La saison cyclonique du sud-ouest de l'océan Indien s'étend de novembre à avril. 70 % des systèmes de l'année sont constatés entre décembre et mars, mais il peut y avoir des cyclones pendant toute l'année.

Les trajectoires sont de deux types : les trajectoires zonales, d'est en ouest, qui ont tendance plus directement à toucher Madagascar, et éventuellement Mayotte ou les Comores, et les trajectoires paraboliques. Le système, très classiquement, naît dans la bande intertropicale et dérive d'abord vers le sud-ouest en prenant de la vigueur puis adopte une trajectoire sud-est sous l'effet de la force de Coriolis et s'évacue en rejoignant des latitudes plus tempérées.

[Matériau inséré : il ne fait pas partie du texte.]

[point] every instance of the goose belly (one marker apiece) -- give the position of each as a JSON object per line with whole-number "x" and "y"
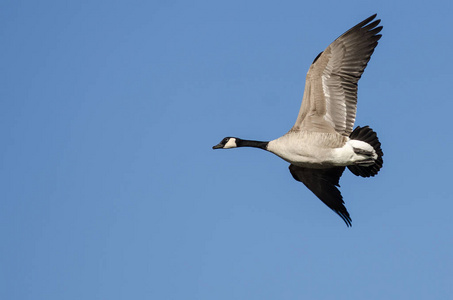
{"x": 312, "y": 155}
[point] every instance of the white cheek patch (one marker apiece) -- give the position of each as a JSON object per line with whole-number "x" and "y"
{"x": 230, "y": 144}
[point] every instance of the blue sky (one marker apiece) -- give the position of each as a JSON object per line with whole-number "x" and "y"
{"x": 110, "y": 188}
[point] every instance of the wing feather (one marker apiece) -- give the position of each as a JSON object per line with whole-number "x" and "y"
{"x": 329, "y": 103}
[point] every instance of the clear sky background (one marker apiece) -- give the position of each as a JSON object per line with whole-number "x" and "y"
{"x": 110, "y": 188}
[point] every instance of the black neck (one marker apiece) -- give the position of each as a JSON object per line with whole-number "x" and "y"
{"x": 254, "y": 144}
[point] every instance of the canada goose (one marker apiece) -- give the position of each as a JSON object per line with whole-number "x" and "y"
{"x": 322, "y": 143}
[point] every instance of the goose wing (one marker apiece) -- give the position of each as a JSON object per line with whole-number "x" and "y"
{"x": 330, "y": 97}
{"x": 323, "y": 183}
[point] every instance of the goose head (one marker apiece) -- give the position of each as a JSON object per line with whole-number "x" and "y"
{"x": 226, "y": 143}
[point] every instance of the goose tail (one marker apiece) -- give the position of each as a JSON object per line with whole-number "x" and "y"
{"x": 366, "y": 134}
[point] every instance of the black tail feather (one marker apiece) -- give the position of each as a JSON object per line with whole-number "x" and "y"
{"x": 366, "y": 134}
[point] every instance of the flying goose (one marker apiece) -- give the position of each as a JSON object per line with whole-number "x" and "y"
{"x": 322, "y": 142}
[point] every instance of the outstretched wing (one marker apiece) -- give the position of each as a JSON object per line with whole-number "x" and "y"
{"x": 330, "y": 98}
{"x": 323, "y": 183}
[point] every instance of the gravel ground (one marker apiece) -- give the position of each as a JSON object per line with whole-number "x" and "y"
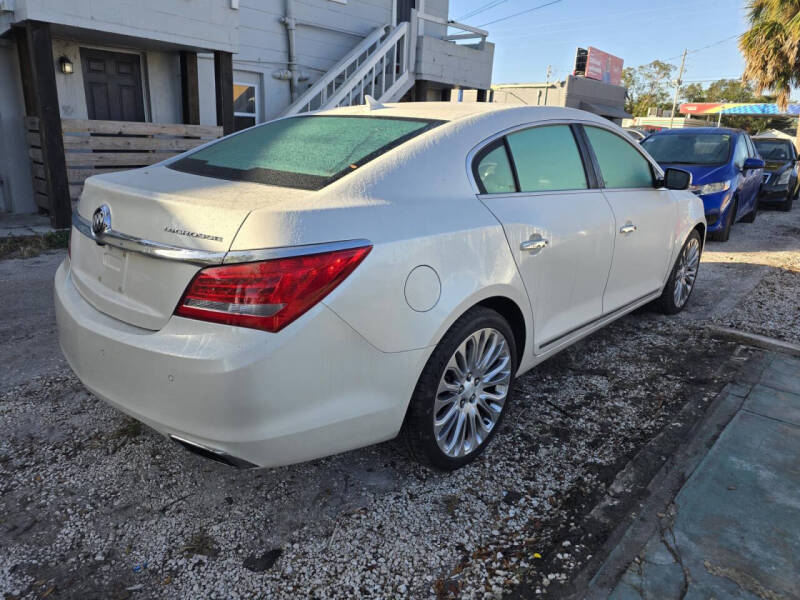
{"x": 765, "y": 257}
{"x": 94, "y": 505}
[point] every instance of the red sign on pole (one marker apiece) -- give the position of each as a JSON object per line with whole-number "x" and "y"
{"x": 603, "y": 66}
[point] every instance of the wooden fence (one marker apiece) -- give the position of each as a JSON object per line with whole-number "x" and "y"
{"x": 94, "y": 147}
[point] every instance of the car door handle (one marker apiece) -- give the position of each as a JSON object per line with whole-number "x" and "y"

La petite taille de La Réunion par rapport aux phénomènes peut produire un effet « tout ou rien » en termes d'exposition aux vents cycloniques : si l'oeil du cyclone passe sur La Réunion, c'est un désastre ; s'il passe à 50 ou 100 kilomètres plus au large, l'île ne subit que des vents forts. L'effet « tout ou rien » rend les prévisions très difficiles car on considère qu'un cyclone peut se décaler de 50 kilomètres en 24 heures. Ce cas de figure peut amener à prendre des mesures de prévention ou de gestion de crise assez dures, de confinement de l'ensemble de la population, voire de suspension de l'activité. Les gens comprennent parfois difficilement que l'ensemble de l'activité de l'île ait été perturbée inutilement, mais on est dans le domaine de l'erreur raisonnable de prévision. La taille de La Réunion et la taille d'un oeil classique sont assez comparables.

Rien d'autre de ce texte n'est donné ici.